First, check what codec is used before and after your change. I think Zoom uses VP8, but you may have accidentally transcoded it into a less efficient codec. That could make a big difference. I believe Zoom uses Opus for audio, which is very efficient.
Second, check how long it takes to save the modified file. Video coding is very CPU intensive and Zoom is probably optimised for a talking head against a static background, so will exploit the unchanged areas of the picture to save bits (this is just the standard way video codecs work). Note that if you are in a Zoom call for an hour, it can spend an hour of CPU time encoding your picture, while if you save an hour-long video file from a video editor, it would be totally unacceptable for it to take an hour! That means that the original coding is potentially far superior to a re-encoding done later. The software may have some option to spend more time to get better compression.

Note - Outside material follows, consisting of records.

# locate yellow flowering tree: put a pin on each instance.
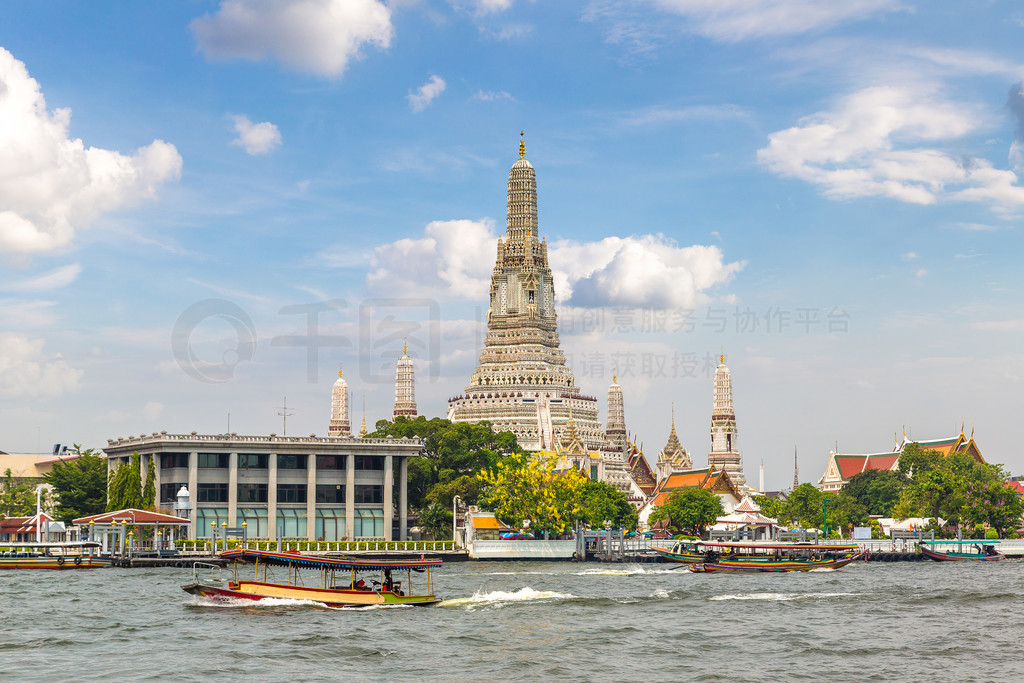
(521, 486)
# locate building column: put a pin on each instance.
(194, 494)
(232, 489)
(350, 497)
(311, 497)
(271, 495)
(388, 496)
(403, 498)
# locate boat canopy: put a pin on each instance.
(777, 545)
(965, 542)
(294, 558)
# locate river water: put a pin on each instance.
(532, 621)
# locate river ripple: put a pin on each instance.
(532, 621)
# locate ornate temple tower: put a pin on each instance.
(614, 453)
(339, 425)
(673, 457)
(521, 383)
(404, 387)
(724, 451)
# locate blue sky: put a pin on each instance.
(829, 193)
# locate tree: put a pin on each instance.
(603, 503)
(877, 491)
(520, 486)
(17, 498)
(690, 510)
(80, 485)
(452, 451)
(125, 487)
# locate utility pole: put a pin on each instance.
(284, 416)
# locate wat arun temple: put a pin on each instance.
(522, 384)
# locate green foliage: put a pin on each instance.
(520, 486)
(454, 455)
(17, 499)
(877, 491)
(125, 486)
(80, 485)
(603, 503)
(690, 510)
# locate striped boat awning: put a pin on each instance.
(297, 559)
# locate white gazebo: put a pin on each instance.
(747, 515)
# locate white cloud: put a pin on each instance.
(492, 95)
(741, 19)
(315, 36)
(256, 138)
(881, 141)
(455, 259)
(647, 270)
(49, 281)
(427, 93)
(26, 371)
(50, 184)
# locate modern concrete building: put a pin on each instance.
(307, 487)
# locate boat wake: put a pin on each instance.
(780, 597)
(629, 570)
(263, 602)
(502, 598)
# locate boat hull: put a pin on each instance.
(248, 590)
(960, 557)
(770, 564)
(53, 562)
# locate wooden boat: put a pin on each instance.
(686, 552)
(773, 556)
(336, 583)
(961, 551)
(74, 555)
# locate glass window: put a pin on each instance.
(330, 524)
(257, 525)
(169, 492)
(170, 461)
(253, 461)
(291, 493)
(212, 493)
(331, 462)
(370, 493)
(252, 493)
(289, 462)
(292, 522)
(369, 462)
(331, 493)
(206, 516)
(213, 460)
(370, 523)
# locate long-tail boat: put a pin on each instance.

Zoom probably needs quite a high rate of keyframes, but that depends on several factors. Decoding can only start at a keyframe, as other frames are encoded as differences with respect to some other frames. For offline media (e.g. a file that you can play at any time) a simple decoder can only start at a keyframe, so you put enough of them in to ensure that whenyou skip forwards or back the decode can start reasonably close to the target point. A more sophistacated decoder can start at any arbitrary point by looking backwards for the previous keyframe and decoding from there, discarding the result until it gets to the desired point. In principle, offline media can be better compressed than online (where online media is such that you need to decode the data as it arrives), because keyframes can be in the future as well as the past. I'm not sure that this is exploited very much, and it's the wrong direction for what you are seeing.

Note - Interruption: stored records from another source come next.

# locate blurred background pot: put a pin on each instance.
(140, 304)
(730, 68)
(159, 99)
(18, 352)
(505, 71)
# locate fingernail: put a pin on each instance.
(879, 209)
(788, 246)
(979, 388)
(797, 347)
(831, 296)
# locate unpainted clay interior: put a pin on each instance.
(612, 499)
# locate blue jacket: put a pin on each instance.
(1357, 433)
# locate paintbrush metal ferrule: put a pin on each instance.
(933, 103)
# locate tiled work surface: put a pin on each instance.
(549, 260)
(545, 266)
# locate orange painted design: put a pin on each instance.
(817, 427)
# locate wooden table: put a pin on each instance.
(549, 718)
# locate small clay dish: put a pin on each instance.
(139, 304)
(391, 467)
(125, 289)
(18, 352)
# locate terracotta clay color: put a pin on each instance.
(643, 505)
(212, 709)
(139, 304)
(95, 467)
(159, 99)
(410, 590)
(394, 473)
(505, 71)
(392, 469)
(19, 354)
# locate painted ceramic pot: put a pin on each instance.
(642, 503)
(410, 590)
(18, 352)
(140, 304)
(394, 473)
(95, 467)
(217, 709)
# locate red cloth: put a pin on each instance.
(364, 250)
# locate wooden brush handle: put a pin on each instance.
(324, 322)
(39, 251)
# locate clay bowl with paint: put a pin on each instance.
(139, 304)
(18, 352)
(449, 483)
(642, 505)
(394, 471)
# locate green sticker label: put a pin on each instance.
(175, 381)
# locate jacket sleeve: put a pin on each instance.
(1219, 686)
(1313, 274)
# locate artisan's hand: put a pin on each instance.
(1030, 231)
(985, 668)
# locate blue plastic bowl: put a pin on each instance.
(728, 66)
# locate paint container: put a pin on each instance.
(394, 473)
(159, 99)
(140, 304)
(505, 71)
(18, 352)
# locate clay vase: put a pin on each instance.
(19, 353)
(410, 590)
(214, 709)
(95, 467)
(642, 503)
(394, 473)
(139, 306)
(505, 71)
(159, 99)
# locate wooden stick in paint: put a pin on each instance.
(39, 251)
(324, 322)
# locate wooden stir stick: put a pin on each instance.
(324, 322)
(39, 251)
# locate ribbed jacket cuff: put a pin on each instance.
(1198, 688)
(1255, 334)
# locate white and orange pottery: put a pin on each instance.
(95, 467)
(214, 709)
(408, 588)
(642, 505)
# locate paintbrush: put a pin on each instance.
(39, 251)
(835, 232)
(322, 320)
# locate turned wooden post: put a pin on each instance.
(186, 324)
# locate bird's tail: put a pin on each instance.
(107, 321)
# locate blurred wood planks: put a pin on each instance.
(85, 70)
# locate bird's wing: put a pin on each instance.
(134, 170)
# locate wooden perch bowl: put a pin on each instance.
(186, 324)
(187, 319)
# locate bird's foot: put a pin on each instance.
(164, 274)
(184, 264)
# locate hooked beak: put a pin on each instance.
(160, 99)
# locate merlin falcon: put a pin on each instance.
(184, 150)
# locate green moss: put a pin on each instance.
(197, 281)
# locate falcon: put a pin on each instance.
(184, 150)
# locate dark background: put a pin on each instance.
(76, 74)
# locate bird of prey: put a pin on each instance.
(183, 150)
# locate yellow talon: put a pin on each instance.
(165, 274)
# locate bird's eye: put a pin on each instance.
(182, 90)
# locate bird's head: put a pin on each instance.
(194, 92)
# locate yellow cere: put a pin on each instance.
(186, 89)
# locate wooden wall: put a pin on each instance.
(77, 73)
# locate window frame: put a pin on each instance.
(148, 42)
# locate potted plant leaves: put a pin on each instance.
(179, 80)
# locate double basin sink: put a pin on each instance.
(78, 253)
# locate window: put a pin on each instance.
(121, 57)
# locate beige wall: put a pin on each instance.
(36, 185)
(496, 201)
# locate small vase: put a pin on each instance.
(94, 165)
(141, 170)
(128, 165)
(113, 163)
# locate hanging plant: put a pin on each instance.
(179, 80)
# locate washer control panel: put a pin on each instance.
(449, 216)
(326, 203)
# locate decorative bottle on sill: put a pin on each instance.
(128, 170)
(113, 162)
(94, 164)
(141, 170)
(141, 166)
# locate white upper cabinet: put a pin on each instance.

Another need for keyframes is to allow resuming decode after packet loss has broken the chain of dependencies. There are three ways to cope with packet loss, and I don't know which Zoom uses:
- Wait for the next keyframe - requires frequent keyframes as the picture is bad or freezes until one arrives
- Request a keyframe - costs a round-trip to the source, which must be able to generate a keyframe on demand
- Use an underlying protocol which guarantees delivery through re-transmission
I believe Zoom used to use TCP, which is the third option, so in principle only needed a keyframe at the very start of the stream. However, I have read that it now uses WebRTC, so would use the second option. Obviously a file does not suffer packet loss, so doesn't need any of them, so in principle a recording could eliminate keyframes that were needed during a call - though that would require re-encoding the stream which is expensive, so very unlikely.
I would be astonished if the audio content was bigger than the video - unless the picture is very small or blocky. Opus might take 80Kb/s for very good quality audio, while 80Kb/s would be a terrible picture in any codec.